The U.S. Department of Labor (DOL)’s Employee Benefits Security Administration (EBSA) has issued a Notice of Proposed Rulemaking that would rescind a 2018 DOL rule entitled “Definition of Employee – Association Health Plans,” or the 2018 AHP Rule. The purpose of the rule was to expand the availability of AHPs.
Before the 2018 AHP rule, a multiple employer welfare arrangement (MEWA) typically constituted a single ERISA plan only if it was established by a “bona fide” association of employers. An association was “bona fide” only if it had a genuine organization relationship and the ability to control the association. Qualifying as a MEWA was beneficial for some individual and small group health insurance plans to avoid some Affordable Care Act (ACA) reforms.
The 2018 AHP rule redefined when an AHP could be treated as a single ERISA plan by creating a more flexible “commonality of interest” test instead of the traditional bona fide association test. As a result, working owners without common-law employees could participate in an AHP under the rule.
However, in 2019, a federal district court invalidated key portions of the 2018 AHP rule, including the “commonality of interest” test and the working owner provisions. The DOL later issued additional AHP guidance, but the status of AHPs remained unclear.
According to the DOL, the proposed rule aims to resolve the current uncertainty regarding the status of AHPs.
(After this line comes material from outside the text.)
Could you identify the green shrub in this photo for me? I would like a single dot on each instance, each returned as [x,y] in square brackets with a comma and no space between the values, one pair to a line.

In an accompanying news release, the DOL stated that rescinding the 2018 AHP rule would allow for a reexamination of the criteria for a group or association to constitute an AHP and to ensure that federal guidance aligns with the plain language and purposes of ERISA.
Public comments on the proposed rule are due on or before February 20, 2024. However, since the additional AHP guidance prohibited AHPs formed under the 2018 AHP rule from signing up new members, rescission of the rule is likely to have no practical effect on most AHPs.